Now he's in a Brave and the Bold story. Or, uh, "Free and the Brave"; obviously the 70s, but not quite when the RTA has figured out how to help him. And this story is obviously to be continued in a later issue, as we're running out of pages pretty quick. You know, I once had a conversation on deviantArt with artist Shawn van Briesen about his work on this story, and in particular the Aparo aping.

The Knight Watchman and Dr. Weird are going to break into Grandfather Clock's place to find a remote for the time bomb. When they get there they find nothing... except for two Grandfather Clocks! He's since perfected the time bomb travel thing, you see, and even has the remotes. Both are immobilized by shock and considering how old and fat they are, probably also having heart attacks.

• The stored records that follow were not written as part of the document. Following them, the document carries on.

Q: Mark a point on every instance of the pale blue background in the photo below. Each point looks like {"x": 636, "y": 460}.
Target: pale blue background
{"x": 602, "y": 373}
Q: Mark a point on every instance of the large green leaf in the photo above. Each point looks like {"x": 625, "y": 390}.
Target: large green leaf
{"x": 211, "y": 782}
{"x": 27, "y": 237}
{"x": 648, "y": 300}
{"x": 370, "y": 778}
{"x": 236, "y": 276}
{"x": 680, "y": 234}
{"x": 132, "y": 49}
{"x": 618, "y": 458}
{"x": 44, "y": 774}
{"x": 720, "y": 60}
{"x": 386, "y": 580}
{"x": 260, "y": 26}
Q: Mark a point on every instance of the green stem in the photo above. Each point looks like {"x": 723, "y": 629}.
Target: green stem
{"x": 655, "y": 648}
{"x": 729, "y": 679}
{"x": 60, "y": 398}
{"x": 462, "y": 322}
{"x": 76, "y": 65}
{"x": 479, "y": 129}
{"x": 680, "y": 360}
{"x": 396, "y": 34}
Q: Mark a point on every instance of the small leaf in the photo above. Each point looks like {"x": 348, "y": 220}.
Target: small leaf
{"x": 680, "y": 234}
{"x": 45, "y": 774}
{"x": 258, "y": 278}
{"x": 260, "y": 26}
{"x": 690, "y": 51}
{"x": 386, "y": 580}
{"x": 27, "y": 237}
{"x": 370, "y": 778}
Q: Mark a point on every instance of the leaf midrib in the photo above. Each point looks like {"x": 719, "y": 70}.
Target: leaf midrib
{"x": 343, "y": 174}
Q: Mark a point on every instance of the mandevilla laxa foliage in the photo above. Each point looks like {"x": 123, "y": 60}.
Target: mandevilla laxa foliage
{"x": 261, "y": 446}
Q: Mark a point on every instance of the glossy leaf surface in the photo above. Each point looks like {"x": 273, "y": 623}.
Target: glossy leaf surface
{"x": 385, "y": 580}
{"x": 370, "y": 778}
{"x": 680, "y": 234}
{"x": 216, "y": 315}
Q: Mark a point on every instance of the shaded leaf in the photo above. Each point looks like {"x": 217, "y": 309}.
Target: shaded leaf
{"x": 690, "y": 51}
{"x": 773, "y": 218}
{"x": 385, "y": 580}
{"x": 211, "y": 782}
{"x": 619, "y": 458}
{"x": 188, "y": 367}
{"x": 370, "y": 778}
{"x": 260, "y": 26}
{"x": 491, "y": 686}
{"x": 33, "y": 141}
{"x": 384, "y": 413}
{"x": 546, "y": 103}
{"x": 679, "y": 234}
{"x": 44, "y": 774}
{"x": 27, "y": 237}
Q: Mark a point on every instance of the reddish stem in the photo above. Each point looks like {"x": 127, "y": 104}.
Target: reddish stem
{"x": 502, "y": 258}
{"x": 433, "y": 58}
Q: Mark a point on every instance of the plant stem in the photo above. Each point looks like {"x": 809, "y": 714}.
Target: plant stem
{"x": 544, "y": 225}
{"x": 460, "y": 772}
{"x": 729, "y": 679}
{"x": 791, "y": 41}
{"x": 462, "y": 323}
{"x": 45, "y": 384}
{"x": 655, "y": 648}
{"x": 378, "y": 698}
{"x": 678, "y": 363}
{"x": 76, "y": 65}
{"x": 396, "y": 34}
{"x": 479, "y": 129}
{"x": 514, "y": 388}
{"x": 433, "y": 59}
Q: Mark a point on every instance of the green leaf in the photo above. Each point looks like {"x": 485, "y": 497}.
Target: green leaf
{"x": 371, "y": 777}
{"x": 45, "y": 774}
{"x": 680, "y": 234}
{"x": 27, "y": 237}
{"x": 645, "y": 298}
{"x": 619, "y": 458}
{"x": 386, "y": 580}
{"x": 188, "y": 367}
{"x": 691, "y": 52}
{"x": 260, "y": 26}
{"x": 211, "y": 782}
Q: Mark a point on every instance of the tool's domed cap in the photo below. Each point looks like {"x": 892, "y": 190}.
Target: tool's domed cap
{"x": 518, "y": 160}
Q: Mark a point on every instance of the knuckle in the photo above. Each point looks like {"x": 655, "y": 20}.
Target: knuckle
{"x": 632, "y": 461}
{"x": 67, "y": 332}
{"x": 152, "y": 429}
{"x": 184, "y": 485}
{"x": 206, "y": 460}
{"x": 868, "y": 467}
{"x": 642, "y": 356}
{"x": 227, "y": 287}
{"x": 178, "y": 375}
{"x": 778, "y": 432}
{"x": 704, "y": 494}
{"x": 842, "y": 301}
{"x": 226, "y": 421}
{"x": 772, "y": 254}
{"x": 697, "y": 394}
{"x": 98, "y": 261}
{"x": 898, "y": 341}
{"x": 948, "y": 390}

Weird uses one of the remotes to send the traveling Clock back whenever he came from, and tries to do the same to Dragon, who realizes this can't be the end because he hasn't met Venus yet. Throughout this whole story, Dragon's been a real cut-up, commenting sardonically about everything that happens as if he's resigned to the fate of Sam Beckett-but-not-really. This one ends with a classic: "THE END? Only time will tell!"